I think the UBCD4Win project has been neglected for a couple of years now. The author started his own repair biz. Too bad for us but good for him! Anyway, there are optional driver packs that you might need to enable when it won't boot certain pc's.

 

[youngwun0]

Those are some great ideas, the bench machine i kind of wanted to be a last resort as i don't want to really have to take the drive out wanted to kind of do it onsite although i can bring my laptop and adapter but i didn't spend too much time on it as i was very busy when i did the diagnostic at his home the other day but will try those things, Thank you guys for the quick and swift response, much appreciated.

 

[16k_zx81]

Those are some great ideas, the bench machine i kind of wanted to be a last resort as i don't want to really have to take the drive out wanted to kind of do it onsite although i can bring my laptop and adapter but i didn't spend too much time on it as i was very busy when i did the diagnostic at his home the other day but will try those things, Thank you guys for the quick and swift response, much appreciated.
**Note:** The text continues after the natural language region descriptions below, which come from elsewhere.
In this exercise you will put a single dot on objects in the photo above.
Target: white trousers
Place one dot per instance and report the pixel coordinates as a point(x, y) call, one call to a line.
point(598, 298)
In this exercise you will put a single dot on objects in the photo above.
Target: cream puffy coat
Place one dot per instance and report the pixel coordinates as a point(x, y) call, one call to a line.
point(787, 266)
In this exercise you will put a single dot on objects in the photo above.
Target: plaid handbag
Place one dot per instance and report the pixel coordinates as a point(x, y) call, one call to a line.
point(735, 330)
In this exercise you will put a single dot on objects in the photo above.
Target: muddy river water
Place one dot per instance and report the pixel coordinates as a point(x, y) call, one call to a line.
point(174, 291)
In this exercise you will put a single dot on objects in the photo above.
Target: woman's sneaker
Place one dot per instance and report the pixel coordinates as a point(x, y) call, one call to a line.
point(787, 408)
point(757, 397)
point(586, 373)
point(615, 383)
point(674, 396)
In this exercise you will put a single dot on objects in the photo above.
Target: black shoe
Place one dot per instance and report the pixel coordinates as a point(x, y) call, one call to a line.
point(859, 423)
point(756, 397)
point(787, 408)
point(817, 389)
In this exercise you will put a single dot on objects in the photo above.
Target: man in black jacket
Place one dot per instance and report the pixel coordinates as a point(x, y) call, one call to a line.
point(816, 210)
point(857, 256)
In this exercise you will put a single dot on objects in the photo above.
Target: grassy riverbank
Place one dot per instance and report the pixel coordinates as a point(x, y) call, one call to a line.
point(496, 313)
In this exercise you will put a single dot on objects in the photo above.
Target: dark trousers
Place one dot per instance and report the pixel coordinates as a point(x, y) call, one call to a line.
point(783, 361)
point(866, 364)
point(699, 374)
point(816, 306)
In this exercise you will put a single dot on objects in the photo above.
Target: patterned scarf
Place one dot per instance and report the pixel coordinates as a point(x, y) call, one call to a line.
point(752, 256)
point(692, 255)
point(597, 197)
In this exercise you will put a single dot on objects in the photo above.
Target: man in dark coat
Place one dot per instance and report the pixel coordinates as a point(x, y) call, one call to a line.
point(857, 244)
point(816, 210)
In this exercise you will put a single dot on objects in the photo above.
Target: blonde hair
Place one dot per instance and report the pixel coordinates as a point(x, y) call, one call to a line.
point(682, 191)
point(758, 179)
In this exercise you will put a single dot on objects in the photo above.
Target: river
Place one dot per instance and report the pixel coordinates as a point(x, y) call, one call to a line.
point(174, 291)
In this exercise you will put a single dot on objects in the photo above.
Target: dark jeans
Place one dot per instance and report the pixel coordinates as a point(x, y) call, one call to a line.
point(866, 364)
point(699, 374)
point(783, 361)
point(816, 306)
Im not a fan of onsite virus removals for this reason. Not knocking anyone here that does it, but personally, I never felt an adequate job was able to be done within the time constraints of an onsite visit.

..

 

[Martyn]

Im not a fan of onsite virus removals for this reason. Not knocking anyone here that does it, but personally, I never felt an adequate job was able to be done within the time constraints of an onsite visit.

..

I agree, I don't think you can give the same service on site as workshop.

 

[youngwun0]

I also agree and normally would prefer to do virus removal jobs at my office with an ordinary customer but this one was for a good friend of mine i came by just to check it out and have a chat session so i did and had to run as i had someone stopping by my office and figured i'd come by another day and try it onsite.

But thanks for the helpful advice you two.

 

[4ycr]

have you tried some of the rescue cd's like bit defender. I find them useful n situations like this but they can take a while to run. As they are linux they might have a better chance of mounting the hard drive.

 

[MSC]

I used the Kapersky usb boot utility and it cleaned up a similar infection I encountered.

 

[Angle-Pc]

It is menacing and scary looking. Since it accuses you of watching child porn and claims that it is sending your information to the FBI. I also liked the finishing touches of starting your web cam and showing you the video "Recording you"

I cleaned this very same virus today onsite. I was able to get into safe mode and do a system restore to give me some breathing room.

After that I ran Rkill, combo fix and a few others to combat it. I also booted into Linux and ran a few Linux Malware programs and Virus scans.

It took me around 2 hours, but as a few of you said. I don't like doing them onsite. Since time constrains become a issue. I can do a much better job on my bench....

In the end several scans, tests and manual checks before I left. All came up clean.

 

[uprighttech]

Boot to a Windows Defender Offline disc. Just used it to clean this infection on one today.

 

[youngwun0]

Thank you all very much for your input. I wound up doing a reformat on this machine which is not my ordinary way of dealing with viruses but it turns out he also did a slew of other things to it in between the time I came back also the actual FBI message screen wouldn't even appear it was big and blank and i think he just toyed with it too much.

uprighttech - thank you, I am getting this disc right this very moment. Thank you all again.